Al contrario, bisogna utilizzare delle forme consentite per comunicare, come telefonate, social network, videochiamate. Dovremmo anche rimanere attivi con dello sport da svolgere in casa, o allenare la mente leggendo. Infine, dovremmo cercare di rispettare la routine giornaliera. In questo modo, riusciremmo a mantenere il ritmo-sonno veglia. Se nonostante questo sono presenti dei segnali di disturbi depressivi o ansiosi, è consigliabile contattare uno psicoterapeuta.

L’informazione e i social network influiscono sulla percezione emotiva del singolo?
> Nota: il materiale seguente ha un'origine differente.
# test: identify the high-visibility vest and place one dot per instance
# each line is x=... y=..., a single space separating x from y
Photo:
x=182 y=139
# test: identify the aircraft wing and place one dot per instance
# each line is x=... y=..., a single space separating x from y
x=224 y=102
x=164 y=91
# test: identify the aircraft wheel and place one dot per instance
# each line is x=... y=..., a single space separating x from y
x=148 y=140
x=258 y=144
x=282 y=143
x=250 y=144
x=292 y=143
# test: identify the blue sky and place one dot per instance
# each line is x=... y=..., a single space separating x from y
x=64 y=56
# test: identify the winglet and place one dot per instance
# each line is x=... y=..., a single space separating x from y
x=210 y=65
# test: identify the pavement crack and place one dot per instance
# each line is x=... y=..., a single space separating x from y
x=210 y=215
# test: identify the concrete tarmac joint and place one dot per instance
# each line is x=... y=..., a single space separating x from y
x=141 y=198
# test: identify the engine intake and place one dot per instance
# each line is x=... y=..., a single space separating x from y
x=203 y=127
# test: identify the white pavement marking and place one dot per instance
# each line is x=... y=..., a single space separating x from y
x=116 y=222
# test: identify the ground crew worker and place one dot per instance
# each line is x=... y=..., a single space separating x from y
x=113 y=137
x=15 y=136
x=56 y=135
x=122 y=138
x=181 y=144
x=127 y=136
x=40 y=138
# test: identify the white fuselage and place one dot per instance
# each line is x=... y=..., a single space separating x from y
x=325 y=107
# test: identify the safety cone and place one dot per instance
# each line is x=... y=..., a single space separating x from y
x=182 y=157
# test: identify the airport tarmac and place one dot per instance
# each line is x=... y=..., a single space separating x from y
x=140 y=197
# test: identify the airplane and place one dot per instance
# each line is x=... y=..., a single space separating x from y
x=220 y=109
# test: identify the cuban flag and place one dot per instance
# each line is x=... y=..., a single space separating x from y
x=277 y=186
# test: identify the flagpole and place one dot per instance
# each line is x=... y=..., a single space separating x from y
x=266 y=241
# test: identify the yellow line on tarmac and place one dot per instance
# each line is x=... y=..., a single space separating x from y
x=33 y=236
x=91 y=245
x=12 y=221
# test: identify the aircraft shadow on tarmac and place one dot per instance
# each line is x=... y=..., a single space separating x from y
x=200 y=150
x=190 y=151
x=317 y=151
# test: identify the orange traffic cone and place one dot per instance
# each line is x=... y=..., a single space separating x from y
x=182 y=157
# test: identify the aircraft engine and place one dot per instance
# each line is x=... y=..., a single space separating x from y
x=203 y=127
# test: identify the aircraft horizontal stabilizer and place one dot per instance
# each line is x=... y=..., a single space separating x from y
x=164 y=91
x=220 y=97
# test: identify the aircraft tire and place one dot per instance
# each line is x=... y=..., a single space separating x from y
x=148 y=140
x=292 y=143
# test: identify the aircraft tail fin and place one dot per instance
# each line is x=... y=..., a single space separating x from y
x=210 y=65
Se sì, come si può tutelare la capacità di comprensione sul piano razionale all’interno del caos mediatico?

È stato chiamato infodemia l’eccesso di notizie che si apprendono guardando la tv, leggendo i giornali e andando in rete. In questi luoghi si viene sommersi da una miriade di informazioni sul coronavirus. Sul web chiunque può pubblicare notizie, pensieri ed esperienze personali. Spesso si tratta di contenuti frammentati e raramente verificabili. In questo particolare periodo storico, siamo sommersi da fake news. Questo non aiuta a mantenere la calma. Consiglio, per non farsi travolgere dall’ansia, di attenersi ai fatti, cioè al pericolo oggettivo, e seguire due buone strade.

  1. Evitare la ricerca compulsiva di informazioni sul coronavirus.
  2. Basarsi solo su fonti informative ufficiali, aggiornate ed accreditate.

Qual è il ruolo dello psicologo in questa emergenza?

Il ruolo dello psicologo è quello di fare in modo che una “sana paura” non diventi panico. Per questo, deve intervenire sulla gestione delle reazioni emotive al coronavirus.

Vorrei concludere riportando una frase di Ilaria Paluzzi, autrice e giornalista. Parlando del libro dello scrittore Saramago Cecità, dice: “Niente è davvero perduto se conserviamo la sensibilità“.